Fotografía: Jesús Granada
Más de una vez me he detenido a observar a los turistas, para ver cómo disfrutan de Málaga, y volverme turista en mi ciudad, convirtiéndome así en explorador de lo cotidiano. Un turismo que sabe exprimir las posibilidades existenciales de una ciudad alegre y despreocupada, vital y caótica. Ni su historia, tan rica como diluida, ni sus escasos pero señeros monumentos, ni tampoco su oferta cultural alzada al pedestal de Picasso, me parecen especialmente determinantes, ni descriptivas de su carácter. Más que un lugar, Málaga ofrece un tiempo, un ritmo, lento, cadencioso, de rebalaje. Un tiempo como los que explica Smithson, «estacionario y sin movimiento», anti-Newtoniano, que no se dirige a ningún sitio, y que brilla a cada segundo. La ciudad de los presentes continuos y las utopías en cadena.
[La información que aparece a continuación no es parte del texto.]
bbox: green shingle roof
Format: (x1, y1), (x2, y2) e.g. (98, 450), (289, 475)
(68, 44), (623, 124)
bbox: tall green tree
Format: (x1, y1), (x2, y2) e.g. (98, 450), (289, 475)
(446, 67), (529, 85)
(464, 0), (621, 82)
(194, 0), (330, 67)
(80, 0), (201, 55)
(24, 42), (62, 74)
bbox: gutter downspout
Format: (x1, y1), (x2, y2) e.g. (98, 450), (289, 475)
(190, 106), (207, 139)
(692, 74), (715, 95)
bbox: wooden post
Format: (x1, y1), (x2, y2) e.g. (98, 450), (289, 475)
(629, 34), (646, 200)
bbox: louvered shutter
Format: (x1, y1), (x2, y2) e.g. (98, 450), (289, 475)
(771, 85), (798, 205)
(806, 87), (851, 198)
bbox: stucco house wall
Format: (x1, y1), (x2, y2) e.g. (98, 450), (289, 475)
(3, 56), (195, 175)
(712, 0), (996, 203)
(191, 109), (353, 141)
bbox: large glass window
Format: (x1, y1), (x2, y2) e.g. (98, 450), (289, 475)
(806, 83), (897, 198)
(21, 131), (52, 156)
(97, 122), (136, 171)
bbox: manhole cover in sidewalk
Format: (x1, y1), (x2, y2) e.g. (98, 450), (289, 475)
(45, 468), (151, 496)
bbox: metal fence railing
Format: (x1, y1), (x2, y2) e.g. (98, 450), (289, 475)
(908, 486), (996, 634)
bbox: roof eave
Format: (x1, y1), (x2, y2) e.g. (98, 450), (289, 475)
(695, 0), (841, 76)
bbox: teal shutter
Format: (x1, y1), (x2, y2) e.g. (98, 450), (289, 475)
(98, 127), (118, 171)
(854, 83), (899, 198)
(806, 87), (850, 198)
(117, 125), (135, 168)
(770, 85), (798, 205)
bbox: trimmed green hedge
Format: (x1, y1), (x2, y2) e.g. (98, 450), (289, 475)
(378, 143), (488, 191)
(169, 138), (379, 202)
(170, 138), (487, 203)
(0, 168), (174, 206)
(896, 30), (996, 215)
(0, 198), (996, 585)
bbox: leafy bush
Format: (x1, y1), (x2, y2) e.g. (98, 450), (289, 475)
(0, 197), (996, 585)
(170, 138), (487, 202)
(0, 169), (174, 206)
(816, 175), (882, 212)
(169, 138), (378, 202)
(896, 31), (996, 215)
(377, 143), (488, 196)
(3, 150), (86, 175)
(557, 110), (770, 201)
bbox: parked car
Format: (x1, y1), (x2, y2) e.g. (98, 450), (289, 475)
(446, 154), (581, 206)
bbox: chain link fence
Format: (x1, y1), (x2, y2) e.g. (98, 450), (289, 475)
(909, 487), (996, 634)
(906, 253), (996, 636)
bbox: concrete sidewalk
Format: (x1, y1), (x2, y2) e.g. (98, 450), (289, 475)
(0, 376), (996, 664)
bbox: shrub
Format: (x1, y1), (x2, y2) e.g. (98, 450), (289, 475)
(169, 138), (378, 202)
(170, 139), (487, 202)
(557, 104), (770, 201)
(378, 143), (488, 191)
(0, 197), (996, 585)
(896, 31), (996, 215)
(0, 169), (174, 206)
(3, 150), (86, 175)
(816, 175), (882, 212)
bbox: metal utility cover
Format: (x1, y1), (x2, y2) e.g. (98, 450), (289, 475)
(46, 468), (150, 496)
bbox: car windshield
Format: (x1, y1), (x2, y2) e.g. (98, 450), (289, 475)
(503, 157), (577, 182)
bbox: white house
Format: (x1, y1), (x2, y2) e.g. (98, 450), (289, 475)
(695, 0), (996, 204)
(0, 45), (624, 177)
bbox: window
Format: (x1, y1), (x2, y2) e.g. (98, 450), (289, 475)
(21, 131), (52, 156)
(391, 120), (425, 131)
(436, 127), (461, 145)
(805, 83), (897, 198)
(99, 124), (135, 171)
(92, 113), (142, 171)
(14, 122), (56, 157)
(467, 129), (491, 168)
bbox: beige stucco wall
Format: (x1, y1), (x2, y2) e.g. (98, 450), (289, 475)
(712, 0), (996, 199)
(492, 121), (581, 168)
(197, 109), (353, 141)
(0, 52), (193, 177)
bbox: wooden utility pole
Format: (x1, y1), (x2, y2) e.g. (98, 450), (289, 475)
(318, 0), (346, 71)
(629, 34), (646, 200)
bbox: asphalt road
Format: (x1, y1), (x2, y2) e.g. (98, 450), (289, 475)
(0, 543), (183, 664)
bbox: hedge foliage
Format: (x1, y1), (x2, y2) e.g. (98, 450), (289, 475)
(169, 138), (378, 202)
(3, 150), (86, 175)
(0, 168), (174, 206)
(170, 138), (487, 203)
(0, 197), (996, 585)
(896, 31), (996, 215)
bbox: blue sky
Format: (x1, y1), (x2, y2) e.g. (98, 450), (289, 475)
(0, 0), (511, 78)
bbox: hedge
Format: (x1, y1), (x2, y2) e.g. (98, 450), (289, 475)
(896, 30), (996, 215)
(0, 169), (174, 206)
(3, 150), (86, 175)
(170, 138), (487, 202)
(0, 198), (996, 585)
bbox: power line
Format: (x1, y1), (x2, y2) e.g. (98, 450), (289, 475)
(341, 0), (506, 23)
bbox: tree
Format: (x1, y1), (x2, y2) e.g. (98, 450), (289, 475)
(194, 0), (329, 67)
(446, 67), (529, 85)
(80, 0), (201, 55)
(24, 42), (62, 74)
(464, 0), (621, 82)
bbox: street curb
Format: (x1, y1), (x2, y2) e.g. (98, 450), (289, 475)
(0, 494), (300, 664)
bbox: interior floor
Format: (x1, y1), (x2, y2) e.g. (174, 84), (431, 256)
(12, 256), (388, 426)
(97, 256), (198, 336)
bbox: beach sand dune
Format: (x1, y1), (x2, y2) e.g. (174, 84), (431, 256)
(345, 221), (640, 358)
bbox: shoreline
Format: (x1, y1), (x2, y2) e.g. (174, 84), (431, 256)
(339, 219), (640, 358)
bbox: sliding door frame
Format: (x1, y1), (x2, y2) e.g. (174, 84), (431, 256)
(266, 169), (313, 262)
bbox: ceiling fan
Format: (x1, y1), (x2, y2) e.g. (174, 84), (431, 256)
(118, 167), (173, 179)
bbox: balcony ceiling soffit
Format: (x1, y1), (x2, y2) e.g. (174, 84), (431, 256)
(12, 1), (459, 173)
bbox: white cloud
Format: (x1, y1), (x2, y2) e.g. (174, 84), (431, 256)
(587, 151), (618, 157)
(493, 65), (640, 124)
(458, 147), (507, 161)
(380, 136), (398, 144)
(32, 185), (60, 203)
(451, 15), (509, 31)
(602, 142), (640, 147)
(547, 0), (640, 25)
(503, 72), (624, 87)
Los esfuerzos de los últimos veinte años en la rehabilitación del Centro Histórico han permitido rescatar un caserío humilde y recuperarlo como «unidad de orden» de una estructura urbana desarticulada, pero más amable que hostil. Málaga es una ciudad que sigue mostrando a través de su entropía urbana, una continua indeterminación, y que tal vez por ello, ofrece un mayor grado de libertad individual. Una libertad que permite sentir el bien estar a cualquiera que se encuentre en sus calles; que permite imaginar un conjunto de futuros abiertos: todos posibles, si la constancia y acuerdo de nuestros deseos los fija. Málaga, sugerente y seductora, como una voluta de humo, instantánea como un arco de mar, donde todo lo extraordinario es posible sin que apenas suceda nada, excepto la intensidad.